Tuesday, November 6, 2012

Consequential Elections Aren’t Good for You.

As a young boy growing up in Lebanon I have vivid memories of driving around in my Dad’s Dodge Dart hanging political poster on ever flat surface we can find.

I remember the canvasing and get out the vote efforts with men huddled around our dining room counting potential vote and trying to make sure every neighbor is accounted for.

In the 60s, Lebanon’s elections were consequential. Everyone fretted about them, everyone fought over them. People pushed the limits, they argued, they fought, and, yes, they cheated and bought votes. They did what they needed to do, for the outcome was too important to leave to chance.

The saga ended in a decade-long civil war.
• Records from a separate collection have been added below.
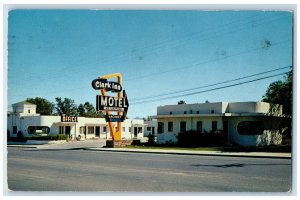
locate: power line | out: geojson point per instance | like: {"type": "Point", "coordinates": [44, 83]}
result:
{"type": "Point", "coordinates": [214, 84]}
{"type": "Point", "coordinates": [209, 90]}
{"type": "Point", "coordinates": [151, 48]}
{"type": "Point", "coordinates": [203, 62]}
Then I came to America, and heard people complain about voter turnout and voter involvement. I remember telling someone in ‘84: Thank you lucky star. Low voter involvement means that you don’t have large issues to deal with. They laughed at me, I think.

Thirty years later we face a stark choice and a consequential election, people are arguing, fighting, and accusing each other of cheating and buying votes.

America isn’t Lebanon and this will end well. Of that I’m sure.

What has changed in 30 years?

For the last few decades we’ve had the perverse tendency to try to solve every problem at the Federal level. From abortion to religious freedom to industrial policy we’ve moved all out problems up the chain.

This mean that every solution the Feds come up with make 160 million people happy, and piss off 140 million. So we argue constantly.

The genius of the Founding Fathers and our constitution is the absolute diffusion of power and enough checks and balances to have the BBC think America “Ungovernable”.

The right solution is push the problems down to the state & local level. West Virginian don’t need the same firearm rules as New Yorkers.

So let’s stop arguing and go back to our roots: limited government, enumerated powers, local control. Otherwise, this won’t end well.